Paper 2 is essentially done and I've blogged about it here and here. I thought Paper 3 was also essentially done, but we discovered that the PM6/SMD geometry optimization has some problems with X-H bond breaking so we have to go back and look at that.  I am still quite confident we will get this out in 2018.

Paper 4: much of the work is done but we haven't started in the manuscript. We have collected 11 new systems to include in the database and we plan to improve the accuracy of the benchmark values using the approach in paper 2.

Paper 5: As I wrote in July: "This paper is 2/3 written and presents a completely automated PM3-based pKa prediction protocol. The method works quite well, but most outliers turn out to be due to high energy conformations. The main remaining issue is to find a conformer-search protocol that consistently gives low-energy conformations. Depending on how much time I have to devote to paper 4 and the proposal mentioned below, I am still hopefull I can get this published this year." You can read more about it here, here, and here.

This was put on the back burner to focus on other things, but we have started to look at the conformation issue again with my new PhD student Mads. It also looks like the accuracy can be improved by using the new PM3/SMD radii from paper 3. My main issue with QM-based pKa prediction is that I am not sure we can ever beat the accuracy of the empirical predictors.

Paper 6: I think it might be more fruitful to focus on CH pKa values since they are of interest to synthetic chemists and there is currently no other predictor that I know of. I have written some prototype code and I am in the process of creating a test set from Bordwell's data as a side project, but the fate of this project is really in the hands of the Danish Science Foundation. I'll know more in the Spring.

Work in progress
I have been working on some prototype codes (here, here, and here) aimed at high throughput screening of barrier heights and Mads will be building on this in 2018.

## Thursday, December 28, 2017

### Predicting pKa values using PM3 - conformer search part 2

Disclaimer: These are preliminary results and may contain errors
In a previous post a looked at the effect of conformational search on the accuracy of pKa predictions.  This is a follow up from a slightly different angle using data obtained by Mads.

The plot shows
$$\Delta \Delta G(n) = G_{0}(n) - G_{+}(n) - (G_{0}(\min) - G_{+}(\min))$$
where $G_{0}(n)$ is the minimum free energy value found among $n$ conformations of neutral acebutolol generated by RDKit and optimized using either PM3/COSMO (blue) or PM3/SMD (red). $G_{+}(n)$ is the corresponding value for protonated acebutolol.  $G_{0}(n)$ (and $G_{+}(n)$) are found using $n = 11, 21, 31, ..., 201$ starting conformations and $G_{0}(\min)$ is the lowest value of  found for $G_{0}(n)$ and similarly for $G_{+}(\min)$.

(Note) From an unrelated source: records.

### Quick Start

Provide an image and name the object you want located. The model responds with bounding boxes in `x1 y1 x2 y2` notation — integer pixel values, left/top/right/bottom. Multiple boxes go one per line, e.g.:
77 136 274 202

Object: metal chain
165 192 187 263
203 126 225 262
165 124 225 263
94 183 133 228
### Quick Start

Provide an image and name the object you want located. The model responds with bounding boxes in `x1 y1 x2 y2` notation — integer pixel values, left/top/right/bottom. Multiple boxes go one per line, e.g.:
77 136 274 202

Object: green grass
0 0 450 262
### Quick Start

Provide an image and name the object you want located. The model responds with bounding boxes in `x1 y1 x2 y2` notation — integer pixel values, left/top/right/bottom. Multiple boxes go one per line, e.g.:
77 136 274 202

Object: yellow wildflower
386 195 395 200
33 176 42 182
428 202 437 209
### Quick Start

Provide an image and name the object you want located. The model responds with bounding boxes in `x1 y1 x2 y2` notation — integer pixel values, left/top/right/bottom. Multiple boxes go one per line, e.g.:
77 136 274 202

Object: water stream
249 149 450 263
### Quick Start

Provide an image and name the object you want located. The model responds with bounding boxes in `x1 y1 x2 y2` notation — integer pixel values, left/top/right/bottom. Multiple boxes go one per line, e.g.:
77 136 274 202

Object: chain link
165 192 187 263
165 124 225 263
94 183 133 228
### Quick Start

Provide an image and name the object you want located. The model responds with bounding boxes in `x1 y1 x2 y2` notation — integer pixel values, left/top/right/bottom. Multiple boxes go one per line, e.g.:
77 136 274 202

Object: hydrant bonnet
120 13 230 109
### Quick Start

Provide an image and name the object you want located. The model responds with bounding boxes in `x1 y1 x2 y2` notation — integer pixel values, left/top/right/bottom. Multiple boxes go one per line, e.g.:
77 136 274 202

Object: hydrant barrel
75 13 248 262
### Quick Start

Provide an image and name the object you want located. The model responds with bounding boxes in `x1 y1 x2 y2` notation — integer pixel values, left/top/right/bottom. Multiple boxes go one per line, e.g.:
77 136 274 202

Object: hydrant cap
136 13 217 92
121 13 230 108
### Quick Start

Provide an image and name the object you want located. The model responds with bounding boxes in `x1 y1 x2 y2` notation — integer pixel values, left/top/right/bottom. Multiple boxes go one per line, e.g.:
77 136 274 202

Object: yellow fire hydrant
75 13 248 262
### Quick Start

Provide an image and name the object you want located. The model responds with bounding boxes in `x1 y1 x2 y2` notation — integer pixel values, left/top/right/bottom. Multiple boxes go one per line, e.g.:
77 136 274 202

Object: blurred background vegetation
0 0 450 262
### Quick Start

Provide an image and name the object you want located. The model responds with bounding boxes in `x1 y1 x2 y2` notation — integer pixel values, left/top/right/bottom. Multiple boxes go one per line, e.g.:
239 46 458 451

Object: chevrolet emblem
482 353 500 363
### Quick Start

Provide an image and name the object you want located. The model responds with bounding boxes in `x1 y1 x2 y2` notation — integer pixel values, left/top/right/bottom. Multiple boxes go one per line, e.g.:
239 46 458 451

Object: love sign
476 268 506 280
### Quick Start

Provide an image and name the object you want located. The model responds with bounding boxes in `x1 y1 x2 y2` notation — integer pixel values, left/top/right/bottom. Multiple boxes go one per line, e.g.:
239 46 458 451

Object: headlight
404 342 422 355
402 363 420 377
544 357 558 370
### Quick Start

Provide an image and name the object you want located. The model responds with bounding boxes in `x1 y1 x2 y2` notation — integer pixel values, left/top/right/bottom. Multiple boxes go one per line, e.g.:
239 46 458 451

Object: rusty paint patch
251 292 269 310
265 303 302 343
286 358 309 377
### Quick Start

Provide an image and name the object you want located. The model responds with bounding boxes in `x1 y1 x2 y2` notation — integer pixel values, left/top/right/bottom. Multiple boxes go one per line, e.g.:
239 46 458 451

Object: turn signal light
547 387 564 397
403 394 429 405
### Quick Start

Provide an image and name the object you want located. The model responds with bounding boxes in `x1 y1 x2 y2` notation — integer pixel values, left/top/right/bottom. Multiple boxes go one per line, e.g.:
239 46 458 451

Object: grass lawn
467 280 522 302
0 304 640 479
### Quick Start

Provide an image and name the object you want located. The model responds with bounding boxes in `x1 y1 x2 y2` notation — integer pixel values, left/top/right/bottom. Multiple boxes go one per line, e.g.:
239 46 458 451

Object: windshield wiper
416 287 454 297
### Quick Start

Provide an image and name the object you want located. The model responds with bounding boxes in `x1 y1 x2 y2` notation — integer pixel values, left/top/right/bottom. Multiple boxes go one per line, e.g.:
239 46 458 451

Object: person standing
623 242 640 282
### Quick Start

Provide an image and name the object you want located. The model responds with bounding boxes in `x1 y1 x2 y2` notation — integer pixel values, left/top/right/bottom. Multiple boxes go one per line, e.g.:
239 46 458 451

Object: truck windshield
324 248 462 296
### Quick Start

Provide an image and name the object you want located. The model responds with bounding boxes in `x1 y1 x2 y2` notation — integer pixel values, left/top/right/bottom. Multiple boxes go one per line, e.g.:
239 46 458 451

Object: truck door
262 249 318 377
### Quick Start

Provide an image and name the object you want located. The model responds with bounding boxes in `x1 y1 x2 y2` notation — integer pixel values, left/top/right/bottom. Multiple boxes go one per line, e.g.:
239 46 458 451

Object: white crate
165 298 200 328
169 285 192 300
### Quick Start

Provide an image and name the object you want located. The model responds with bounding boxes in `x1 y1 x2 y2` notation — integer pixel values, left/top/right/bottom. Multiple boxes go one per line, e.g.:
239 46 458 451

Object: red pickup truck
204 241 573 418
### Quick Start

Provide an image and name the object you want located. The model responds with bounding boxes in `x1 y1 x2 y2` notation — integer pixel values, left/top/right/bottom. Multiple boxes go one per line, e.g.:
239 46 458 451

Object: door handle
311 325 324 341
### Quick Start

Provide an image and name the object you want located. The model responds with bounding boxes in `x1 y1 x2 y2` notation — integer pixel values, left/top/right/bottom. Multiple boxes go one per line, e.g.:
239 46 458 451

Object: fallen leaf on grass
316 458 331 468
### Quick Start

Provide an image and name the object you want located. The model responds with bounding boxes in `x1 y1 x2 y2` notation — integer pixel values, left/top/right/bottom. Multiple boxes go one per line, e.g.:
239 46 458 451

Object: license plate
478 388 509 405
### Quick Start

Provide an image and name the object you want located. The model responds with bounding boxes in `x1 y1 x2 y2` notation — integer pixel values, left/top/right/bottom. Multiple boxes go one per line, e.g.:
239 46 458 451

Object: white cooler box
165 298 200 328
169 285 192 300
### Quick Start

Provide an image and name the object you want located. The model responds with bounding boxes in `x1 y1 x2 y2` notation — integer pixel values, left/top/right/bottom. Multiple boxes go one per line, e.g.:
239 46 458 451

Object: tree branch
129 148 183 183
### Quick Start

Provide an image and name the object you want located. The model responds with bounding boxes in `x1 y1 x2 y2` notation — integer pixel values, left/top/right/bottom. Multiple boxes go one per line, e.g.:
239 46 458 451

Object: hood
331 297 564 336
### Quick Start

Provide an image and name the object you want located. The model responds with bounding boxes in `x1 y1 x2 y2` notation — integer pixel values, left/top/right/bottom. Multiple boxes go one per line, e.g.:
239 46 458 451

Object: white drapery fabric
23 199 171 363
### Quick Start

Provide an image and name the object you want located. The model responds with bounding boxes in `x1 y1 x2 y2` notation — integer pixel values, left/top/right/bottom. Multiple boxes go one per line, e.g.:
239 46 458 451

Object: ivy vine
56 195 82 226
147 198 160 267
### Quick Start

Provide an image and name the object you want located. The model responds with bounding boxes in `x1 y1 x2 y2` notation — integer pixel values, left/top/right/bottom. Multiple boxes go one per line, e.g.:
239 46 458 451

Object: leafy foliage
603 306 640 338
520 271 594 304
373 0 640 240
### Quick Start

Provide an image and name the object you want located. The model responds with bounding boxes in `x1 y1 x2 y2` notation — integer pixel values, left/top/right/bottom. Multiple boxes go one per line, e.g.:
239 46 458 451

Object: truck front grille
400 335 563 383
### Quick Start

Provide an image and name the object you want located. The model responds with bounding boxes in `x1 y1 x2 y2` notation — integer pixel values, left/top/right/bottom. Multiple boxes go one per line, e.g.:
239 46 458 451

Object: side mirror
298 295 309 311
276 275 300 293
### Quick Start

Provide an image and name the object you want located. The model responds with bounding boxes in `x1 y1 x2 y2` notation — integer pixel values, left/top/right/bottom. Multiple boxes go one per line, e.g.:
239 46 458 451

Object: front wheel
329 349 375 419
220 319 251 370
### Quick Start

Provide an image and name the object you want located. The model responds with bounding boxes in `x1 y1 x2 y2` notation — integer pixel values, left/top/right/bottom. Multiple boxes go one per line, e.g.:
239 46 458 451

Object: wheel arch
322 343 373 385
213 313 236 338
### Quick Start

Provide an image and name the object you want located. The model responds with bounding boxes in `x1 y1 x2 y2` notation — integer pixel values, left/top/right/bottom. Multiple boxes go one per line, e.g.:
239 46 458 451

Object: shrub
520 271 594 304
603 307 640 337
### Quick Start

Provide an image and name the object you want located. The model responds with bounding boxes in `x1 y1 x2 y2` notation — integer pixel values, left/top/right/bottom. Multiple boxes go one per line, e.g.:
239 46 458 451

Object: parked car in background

So $G_{0}(\min) - G_{+}(\min)$ is our best estimate of the correct $\Delta G$ value and $\Delta \Delta G(n)$ is the deviation from the best estimate for a give value of $n$.

Keeping in mind that a 1.4 kcal/mol error corresponds to a 1 pH unit error in pKa, we are clearly no where near convergence. The fact that we observe this using two different programs (MOPAC and GAMESS) indicates that the problem is probably not the optimizer.

The next plot shows $\Delta G_X(n) =G_X(n)-G_X(\min)$. All errors are above 1 kcal/mol for $n<50$. The error for COSMO neutral does not dip below 0.5 kcal/mol until $n =$ 181, compared to $n=$ 101 for SMD neutral.

The RDKit starting geometries are not pre-minimized using MMFF. The above plot shows the corresponding plot for MMFF optimized in the gas phase.  I think the much better convergence is due to the optimization being done in the gas phase.  It's interesting that, again, the neutral is slower to converge, and only does so for $n >$ 140.

I think the next step is do redo this analysis with focus on finding the lowest energy conformer rather than the accuracy of the pKa values.